Due percorsi diversi, una stessa passione per l’arte e un identico traguardo: il diploma di maturità con il massimo dei voti e la lode. Sono Luna Lugnani e Simone Sarr, studenti del Liceo artistico Morbelli dell’IIS Leardi di Casale Monferrato, che hanno concluso il loro percorso scolastico distinguendosi non solo per gli ottimi risultati, ma anche per la crescita personale e professionale maturata durante il quinquennio.
Per Luna la scelta del Liceo artistico è nata da una passione coltivata fin da bambina. «Ho sempre amato qualsiasi forma d’arte.
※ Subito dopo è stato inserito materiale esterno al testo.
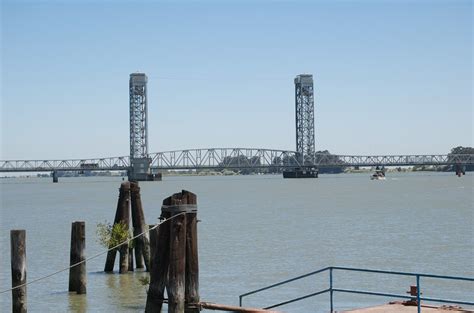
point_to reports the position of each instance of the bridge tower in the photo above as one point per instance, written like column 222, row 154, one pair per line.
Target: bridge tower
column 139, row 160
column 304, row 120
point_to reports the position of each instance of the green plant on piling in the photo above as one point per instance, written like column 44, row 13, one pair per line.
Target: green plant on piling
column 109, row 235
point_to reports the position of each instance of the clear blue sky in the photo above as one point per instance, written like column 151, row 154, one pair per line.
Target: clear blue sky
column 391, row 77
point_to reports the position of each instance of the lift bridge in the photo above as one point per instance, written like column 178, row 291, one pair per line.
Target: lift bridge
column 304, row 162
column 233, row 158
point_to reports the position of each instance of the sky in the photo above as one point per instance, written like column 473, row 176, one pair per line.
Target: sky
column 390, row 77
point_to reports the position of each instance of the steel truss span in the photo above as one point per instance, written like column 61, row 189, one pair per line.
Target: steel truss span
column 231, row 158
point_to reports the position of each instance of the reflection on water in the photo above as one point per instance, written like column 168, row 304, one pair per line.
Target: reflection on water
column 255, row 230
column 77, row 303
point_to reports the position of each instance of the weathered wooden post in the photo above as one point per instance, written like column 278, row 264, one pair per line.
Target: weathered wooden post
column 176, row 282
column 122, row 215
column 192, row 260
column 153, row 234
column 159, row 264
column 174, row 262
column 77, row 274
column 142, row 243
column 18, row 267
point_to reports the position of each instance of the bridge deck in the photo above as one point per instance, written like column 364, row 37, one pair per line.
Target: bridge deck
column 233, row 158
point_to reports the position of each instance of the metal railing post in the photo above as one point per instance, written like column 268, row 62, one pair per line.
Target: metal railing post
column 330, row 290
column 418, row 302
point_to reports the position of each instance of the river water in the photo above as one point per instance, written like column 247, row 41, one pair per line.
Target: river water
column 255, row 231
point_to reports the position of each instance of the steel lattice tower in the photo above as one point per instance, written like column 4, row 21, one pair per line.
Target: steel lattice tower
column 304, row 104
column 138, row 116
column 139, row 160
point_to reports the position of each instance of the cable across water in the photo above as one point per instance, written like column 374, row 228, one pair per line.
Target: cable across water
column 92, row 257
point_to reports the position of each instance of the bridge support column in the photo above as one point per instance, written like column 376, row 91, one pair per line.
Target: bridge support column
column 460, row 170
column 305, row 172
column 140, row 170
column 55, row 176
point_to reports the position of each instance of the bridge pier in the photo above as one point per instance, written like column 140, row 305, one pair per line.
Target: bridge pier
column 55, row 176
column 460, row 170
column 140, row 170
column 305, row 172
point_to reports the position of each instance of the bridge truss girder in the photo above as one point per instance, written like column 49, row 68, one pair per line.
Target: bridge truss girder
column 231, row 158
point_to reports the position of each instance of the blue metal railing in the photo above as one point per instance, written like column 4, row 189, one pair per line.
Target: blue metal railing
column 331, row 290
Sono arrivata alle superiori con un forte interesse per la pittura e il disegno e, inizialmente, il fatto di non aver scelto un indirizzo tradizionale mi aveva spiazzata. Col tempo, però, ho scoperto discipline come la fotografia e il cinema, che oggi rappresentano alcuni dei miei principali interessi».
Un percorso che, secondo la studentessa, è stato arricchito soprattutto dalle numerose attività laboratoriali e dai progetti proposti dalla scuola. «Le esperienze di PCTO e quelle svolte all’interno dell’istituto mi hanno formato sia dal punto di vista professionale sia personale. Quest’anno, ad esempio, abbiamo ridisegnato la carta degli asili nido di Casale Monferrato, confrontandoci con un pubblico completamente diverso da quello a cui eravamo abituati. Anche iniziative come l’evento dedicato a Colombotto Rosso e le Giornate FAI mi hanno aiutata a crescere, a sbloccarmi e ad apprezzare ancora di più l’arte e l’architettura».
Soddisfatta del percorso svolto al Leardi, Luna ricorda anche con serenità l’esame di Stato. «A settembre, quando sono uscite le nuove modalità d’esame, sia noi studenti sia gli insegnanti avevamo molti dubbi. Poi, però, siamo arrivati preparati, soprattutto grazie al lavoro dei professori. L’orale mi ha dato molta soddisfazione perché era perfettamente in linea con il mio portfolio».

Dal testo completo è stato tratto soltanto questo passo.